A team of investigators has found that myopic refractive error is linked with an increased risk of primary open-angle glaucoma, and they indicate that the connection has a genetic foundation.
A team of investigators has found that myopic refractive error is linked with an increased risk of primary open-angle glaucoma (POAG), and they content the connection has a genetic foundation.
The study, published in JAMA Ophthalmology,1 found that it is imperative to identify any factors that could impact a patient’s POAG risk, and those can include pre-existing genetic risks.
As part of their study of genetic links, the investigators conducted their research using methods that rely upon variation in genes with known functions to study causal effects of a modifiable exposure on an outcome. They noted that the study was a 2-sample Mendelian randomly assigned study evaluating the shared genetic influences, and investigating the link of myopic refractive error and POAG.

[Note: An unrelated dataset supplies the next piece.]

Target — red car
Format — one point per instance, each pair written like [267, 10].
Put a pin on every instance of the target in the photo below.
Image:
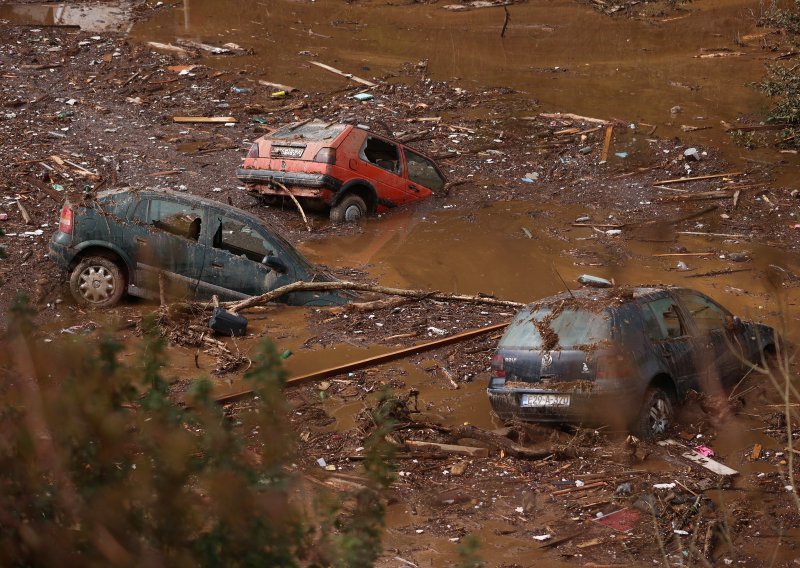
[348, 168]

According to the study, investigators included 154,018 participants from the UK Biobank and Genetic Epidemiology Research on Adult Health and Aging (GERA) cohort.
Investigators also noted that the observational analyses included data for 54,755 non-Hispanic white individuals (31,926 females and 22,829 males), among which were 4,047 POAG patients and 50,708 controls. According to the investigators, POAG patients had a lower refractive mean spherical equivalent and had an increased likelihood to have myopia or high myopia vs. controls (myopia: 40.2% vs. 34.1%; high myopia: 8.5% vs. 6.8%).
Moreover, the investigators pointed out in the study that the genetic correlation analysis found that POAG was genetically correlated with mean spherical equivalent refractive error, myopia and high myopia. They also indicated that genetically assessed refractive mean spherical equivalent typically was negatively linked with a risk of POAG.
The investigators further noted in the paper that the results support the use of refractive error as a metric to help determine the risk of POAG in the general population.
“Currently, general population screening for glaucoma is not recommended in part due to the relatively low prevalence of undetected cases,” the investigators wrote in the paper. “Understanding which factors increase risk of POAG can help inform strategies for identifying glaucoma-enriched populations for targeted screening, which would lead to earlier diagnosis and preventative strategies for high-risk individuals.
Moreover, the investigators noted that the results also can assist in the clarification of the links between myopic refractive effort and POAG, leading to basing the identification of future POAG risk on refractive error information, which could ultimately lead to earlier diagnosis and preventative strategies for high-risk individuals.
“Clarifying the nature of the association between refractive error and POAG may open new avenues of investigation into specific mechanisms underlying these vision disorders,” investigators concluded.